Conditions of payment and prior authorization requirements—Medicare coinsurance, copayments, and deductibles.
(1) The following people are eligible for benefits under this section:
(a) Dual-eligible clients enrolled in categorically needy Washington apple health programs;
(b) Dual-eligible clients enrolled in medically needy Washington apple health programs; or
(c) Clients enrolled in the qualified medicare beneficiary (QMB) program.
(2) The agency pays the medicare coinsurance, copayments, and deductibles for Part A, Part B, and medicare advantage Part C for an eligible person under subsection (1) of this section:
(a) Up to the published or calculated medicaid-only rate; and
(b) If the provider accepts assignment for medicare payment.
(3) If a medicare Part A recipient has remaining lifetime reserve days, the agency pays the deductible and coinsurance amounts up to the allowed amount as calculated by the agency.

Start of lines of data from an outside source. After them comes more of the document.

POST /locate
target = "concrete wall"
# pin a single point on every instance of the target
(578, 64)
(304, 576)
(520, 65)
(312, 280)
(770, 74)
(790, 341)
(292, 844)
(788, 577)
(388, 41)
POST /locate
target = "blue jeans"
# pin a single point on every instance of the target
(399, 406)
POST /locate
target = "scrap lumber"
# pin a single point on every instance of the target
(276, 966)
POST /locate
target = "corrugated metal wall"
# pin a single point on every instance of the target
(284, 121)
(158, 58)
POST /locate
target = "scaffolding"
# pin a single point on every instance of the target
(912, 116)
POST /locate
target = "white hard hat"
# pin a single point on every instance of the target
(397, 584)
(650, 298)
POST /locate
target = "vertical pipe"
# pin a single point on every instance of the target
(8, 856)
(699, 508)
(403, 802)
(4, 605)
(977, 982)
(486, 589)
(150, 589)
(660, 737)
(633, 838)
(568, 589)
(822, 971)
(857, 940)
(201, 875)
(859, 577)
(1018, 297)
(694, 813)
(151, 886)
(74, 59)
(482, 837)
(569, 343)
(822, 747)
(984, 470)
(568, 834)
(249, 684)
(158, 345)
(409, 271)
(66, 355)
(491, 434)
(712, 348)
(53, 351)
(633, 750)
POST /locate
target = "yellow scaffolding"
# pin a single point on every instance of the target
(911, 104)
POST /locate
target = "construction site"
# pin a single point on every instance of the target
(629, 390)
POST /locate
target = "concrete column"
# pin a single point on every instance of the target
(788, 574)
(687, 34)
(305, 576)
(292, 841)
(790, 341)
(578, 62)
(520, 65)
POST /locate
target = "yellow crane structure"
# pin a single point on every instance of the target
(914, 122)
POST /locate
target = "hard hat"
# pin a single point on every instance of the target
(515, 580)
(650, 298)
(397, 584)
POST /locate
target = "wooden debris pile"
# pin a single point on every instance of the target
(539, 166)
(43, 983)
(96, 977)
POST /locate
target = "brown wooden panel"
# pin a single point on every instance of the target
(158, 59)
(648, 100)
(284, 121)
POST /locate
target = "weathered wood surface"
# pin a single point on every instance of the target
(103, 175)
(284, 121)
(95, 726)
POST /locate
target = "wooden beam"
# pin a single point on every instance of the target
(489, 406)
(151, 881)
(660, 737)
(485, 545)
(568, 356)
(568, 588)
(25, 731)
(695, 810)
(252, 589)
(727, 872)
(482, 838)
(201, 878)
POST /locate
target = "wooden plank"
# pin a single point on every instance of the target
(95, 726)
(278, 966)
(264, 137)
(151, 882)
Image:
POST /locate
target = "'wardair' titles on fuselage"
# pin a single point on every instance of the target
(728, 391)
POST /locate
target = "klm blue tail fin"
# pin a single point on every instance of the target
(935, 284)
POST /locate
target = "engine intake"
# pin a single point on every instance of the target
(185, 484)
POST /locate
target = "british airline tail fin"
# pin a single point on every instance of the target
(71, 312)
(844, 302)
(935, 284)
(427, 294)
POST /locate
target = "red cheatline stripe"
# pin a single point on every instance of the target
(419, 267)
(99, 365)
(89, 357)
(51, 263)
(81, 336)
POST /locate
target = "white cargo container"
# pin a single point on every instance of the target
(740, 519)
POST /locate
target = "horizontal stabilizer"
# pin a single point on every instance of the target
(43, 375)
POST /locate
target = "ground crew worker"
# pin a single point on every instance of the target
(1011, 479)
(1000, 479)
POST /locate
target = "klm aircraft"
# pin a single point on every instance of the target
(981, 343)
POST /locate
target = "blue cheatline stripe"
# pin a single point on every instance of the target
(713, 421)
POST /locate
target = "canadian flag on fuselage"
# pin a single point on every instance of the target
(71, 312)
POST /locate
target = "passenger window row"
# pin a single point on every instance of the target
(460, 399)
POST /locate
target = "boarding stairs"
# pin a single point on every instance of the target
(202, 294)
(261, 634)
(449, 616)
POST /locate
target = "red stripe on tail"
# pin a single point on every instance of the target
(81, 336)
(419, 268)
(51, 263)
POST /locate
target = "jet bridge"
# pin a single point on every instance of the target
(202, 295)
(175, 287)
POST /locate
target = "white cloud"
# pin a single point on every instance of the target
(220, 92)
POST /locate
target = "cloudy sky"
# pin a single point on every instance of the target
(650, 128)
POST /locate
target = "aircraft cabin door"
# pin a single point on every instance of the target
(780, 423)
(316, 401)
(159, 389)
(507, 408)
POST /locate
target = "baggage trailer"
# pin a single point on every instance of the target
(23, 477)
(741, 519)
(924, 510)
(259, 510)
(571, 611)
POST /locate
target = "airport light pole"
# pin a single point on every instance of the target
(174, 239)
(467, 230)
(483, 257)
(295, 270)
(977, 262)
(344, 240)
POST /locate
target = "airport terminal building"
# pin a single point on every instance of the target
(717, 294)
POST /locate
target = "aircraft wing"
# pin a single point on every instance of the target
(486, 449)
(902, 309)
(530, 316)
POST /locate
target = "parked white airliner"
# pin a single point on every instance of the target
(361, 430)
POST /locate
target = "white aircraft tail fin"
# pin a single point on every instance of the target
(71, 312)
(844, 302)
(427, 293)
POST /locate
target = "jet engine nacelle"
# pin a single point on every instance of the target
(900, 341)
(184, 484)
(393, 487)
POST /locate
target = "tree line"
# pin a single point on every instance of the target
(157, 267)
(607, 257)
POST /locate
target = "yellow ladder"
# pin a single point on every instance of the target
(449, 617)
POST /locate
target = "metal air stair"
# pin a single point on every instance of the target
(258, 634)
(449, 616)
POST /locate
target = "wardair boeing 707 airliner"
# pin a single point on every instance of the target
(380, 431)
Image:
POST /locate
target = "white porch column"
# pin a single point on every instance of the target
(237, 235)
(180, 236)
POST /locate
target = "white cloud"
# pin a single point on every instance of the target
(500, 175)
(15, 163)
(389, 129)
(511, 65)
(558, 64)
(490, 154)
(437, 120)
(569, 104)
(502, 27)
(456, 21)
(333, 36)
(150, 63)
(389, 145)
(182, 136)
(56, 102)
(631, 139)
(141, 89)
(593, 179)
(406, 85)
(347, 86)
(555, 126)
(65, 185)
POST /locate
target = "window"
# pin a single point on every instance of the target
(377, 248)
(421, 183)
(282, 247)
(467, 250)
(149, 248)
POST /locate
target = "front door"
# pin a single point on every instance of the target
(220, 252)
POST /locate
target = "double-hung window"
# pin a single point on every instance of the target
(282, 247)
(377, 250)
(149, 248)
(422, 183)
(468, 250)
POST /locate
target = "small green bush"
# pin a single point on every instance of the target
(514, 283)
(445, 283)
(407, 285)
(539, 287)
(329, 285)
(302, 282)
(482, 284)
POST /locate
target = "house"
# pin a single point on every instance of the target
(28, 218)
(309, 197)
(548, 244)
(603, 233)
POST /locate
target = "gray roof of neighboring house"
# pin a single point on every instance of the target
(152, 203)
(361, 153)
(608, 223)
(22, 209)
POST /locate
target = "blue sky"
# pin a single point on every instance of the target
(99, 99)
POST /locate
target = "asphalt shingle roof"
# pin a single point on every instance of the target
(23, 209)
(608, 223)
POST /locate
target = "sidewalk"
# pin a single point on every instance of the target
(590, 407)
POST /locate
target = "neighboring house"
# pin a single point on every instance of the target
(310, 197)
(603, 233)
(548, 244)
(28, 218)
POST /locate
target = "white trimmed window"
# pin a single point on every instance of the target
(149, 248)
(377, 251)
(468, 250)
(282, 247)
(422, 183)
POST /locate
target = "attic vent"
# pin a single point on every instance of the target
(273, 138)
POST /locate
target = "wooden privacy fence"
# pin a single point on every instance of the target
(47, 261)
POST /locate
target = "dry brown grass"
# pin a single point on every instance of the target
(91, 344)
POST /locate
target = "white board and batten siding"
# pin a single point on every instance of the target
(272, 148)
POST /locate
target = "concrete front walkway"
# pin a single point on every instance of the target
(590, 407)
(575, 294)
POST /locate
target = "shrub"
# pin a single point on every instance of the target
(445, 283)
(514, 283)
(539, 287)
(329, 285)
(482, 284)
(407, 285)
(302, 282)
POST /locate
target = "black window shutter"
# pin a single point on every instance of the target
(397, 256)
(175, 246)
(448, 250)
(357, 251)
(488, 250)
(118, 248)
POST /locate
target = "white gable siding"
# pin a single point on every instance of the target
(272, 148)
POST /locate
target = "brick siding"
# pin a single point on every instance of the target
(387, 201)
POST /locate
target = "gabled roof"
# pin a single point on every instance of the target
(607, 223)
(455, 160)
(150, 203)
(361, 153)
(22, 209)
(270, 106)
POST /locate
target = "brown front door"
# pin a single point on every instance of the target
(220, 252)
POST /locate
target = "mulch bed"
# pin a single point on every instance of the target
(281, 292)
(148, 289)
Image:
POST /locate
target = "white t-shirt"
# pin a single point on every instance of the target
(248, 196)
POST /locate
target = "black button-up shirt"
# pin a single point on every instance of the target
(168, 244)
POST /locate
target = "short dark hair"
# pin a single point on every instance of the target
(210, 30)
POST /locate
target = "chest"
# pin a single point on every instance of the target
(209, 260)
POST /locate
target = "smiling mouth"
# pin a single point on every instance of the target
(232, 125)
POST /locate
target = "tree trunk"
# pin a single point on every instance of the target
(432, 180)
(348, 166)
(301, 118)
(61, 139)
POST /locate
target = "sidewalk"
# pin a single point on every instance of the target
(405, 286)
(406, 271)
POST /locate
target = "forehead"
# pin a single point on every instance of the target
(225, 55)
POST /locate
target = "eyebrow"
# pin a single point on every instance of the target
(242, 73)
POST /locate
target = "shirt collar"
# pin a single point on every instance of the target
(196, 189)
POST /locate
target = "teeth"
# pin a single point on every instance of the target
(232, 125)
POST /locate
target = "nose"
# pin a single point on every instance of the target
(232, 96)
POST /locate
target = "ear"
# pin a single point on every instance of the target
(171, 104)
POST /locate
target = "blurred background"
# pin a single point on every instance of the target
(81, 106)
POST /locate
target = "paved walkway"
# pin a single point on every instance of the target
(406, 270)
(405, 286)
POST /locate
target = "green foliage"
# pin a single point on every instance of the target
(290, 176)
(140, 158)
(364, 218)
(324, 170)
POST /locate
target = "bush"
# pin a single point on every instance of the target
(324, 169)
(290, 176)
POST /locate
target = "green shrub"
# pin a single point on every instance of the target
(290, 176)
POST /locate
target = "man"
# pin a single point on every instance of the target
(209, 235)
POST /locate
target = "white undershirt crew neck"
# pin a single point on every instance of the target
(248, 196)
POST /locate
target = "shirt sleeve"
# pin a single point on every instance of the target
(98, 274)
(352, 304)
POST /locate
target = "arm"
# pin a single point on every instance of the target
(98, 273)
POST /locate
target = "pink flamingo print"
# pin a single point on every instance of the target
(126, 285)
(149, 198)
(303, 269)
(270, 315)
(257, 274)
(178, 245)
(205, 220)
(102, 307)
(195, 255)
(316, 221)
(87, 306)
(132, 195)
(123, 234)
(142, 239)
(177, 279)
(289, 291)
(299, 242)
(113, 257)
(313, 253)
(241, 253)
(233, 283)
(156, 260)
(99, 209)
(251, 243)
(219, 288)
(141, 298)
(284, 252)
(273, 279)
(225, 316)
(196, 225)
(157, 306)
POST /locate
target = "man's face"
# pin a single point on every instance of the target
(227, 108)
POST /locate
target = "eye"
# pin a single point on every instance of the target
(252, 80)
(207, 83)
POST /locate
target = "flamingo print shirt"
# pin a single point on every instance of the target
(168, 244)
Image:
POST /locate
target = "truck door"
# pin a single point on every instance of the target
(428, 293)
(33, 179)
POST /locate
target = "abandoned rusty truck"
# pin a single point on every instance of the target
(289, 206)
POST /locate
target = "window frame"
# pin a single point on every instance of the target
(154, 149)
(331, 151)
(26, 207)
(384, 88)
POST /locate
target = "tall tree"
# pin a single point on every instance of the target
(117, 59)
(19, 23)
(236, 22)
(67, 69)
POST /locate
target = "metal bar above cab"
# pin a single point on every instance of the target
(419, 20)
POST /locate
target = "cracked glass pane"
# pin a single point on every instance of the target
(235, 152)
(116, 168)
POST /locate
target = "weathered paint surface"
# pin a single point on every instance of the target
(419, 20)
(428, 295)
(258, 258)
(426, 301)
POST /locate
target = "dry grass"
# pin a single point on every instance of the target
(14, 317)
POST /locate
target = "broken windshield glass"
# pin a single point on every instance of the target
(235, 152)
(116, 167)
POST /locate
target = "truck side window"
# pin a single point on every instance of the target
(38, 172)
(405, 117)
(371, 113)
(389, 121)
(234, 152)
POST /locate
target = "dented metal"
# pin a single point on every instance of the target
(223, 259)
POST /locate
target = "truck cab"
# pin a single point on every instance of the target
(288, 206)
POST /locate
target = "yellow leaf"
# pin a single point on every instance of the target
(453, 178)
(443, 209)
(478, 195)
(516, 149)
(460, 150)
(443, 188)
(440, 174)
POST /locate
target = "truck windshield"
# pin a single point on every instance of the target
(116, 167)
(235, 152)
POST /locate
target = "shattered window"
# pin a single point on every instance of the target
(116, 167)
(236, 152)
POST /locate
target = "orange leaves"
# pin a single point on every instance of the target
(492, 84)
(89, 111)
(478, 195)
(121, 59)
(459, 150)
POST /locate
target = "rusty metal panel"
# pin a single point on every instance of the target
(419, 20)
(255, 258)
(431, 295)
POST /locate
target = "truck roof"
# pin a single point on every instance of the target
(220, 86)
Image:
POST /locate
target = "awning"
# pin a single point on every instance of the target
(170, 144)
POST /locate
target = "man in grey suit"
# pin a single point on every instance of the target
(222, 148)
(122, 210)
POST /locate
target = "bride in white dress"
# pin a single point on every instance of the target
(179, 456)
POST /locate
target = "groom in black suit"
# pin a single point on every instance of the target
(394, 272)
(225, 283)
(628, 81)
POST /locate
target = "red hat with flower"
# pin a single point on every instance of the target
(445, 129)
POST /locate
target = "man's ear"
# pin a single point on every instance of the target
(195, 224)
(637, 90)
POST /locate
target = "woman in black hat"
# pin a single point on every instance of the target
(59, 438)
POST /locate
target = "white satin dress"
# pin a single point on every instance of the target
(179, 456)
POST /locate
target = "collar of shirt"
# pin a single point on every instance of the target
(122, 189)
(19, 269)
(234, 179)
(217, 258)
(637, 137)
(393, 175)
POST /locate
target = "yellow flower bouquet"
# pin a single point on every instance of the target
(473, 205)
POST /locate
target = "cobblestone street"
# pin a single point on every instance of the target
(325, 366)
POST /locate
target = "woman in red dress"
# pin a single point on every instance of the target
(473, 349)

(4) If a medicare Part A recipient has exhausted lifetime reserve days during an inpatient hospital stay, the agency pays the deductible and coinsurance amounts up to the agency-calculated allowed amount minus any payment made by medicare, and any payment made by the agency, up to the outlier threshold. Once the outlier threshold is reached, the agency pays according to WAC
182-550-3700.
(5) If medicare and medicaid cover the service, the agency pays:
(a) The deductible and coinsurance up to medicare or medicaid's allowed amount, whichever is less; or
(b) For long-term civil commitments, as defined in WAC
182-500-0065, the greater of medicare or medicaid's allowed amount, minus what medicare paid.
(6) If only medicare covers the service, the agency pays the deductible and coinsurance up to the agency's allowed amount established for a QMB client, and at zero for a non-QMB client.
(7) If a client exhausts medicare benefits, the agency pays for medicaid-covered services under Title 182 WAC and the agency's billing instructions.
(8) When medicaid requires prior authorization for a service covered by both medicare and medicaid:
(a) Medicaid does not require prior authorization when the client's medicare benefit is not exhausted.
(b) Medicaid does require prior authorization when the client's medicare benefit is exhausted. See also WAC
182-501-0050(5).
(9) Providers must meet the timely billing requirements under WAC
182-502-0150 in order to be paid for services.
(10) Payment for services is subject to postpayment review.
[Statutory Authority: RCW
41.05.021 and
41.05.160. WSR 22-17-167, § 182-502-0110, filed 8/24/22, effective 9/24/22; WSR 17-06-063, § 182-502-0110, filed 2/28/17, effective 3/31/17; WSR 16-13-157, § 182-502-0110, filed 6/22/16, effective 7/23/16. WSR 11-14-075, recodified as § 182-502-0110, filed 6/30/11, effective 7/1/11. Statutory Authority: RCW
74.08.090,
74.09.500,
74.09.530. WSR 00-15-050, § 388-502-0110, filed 7/17/00, effective 8/17/00.]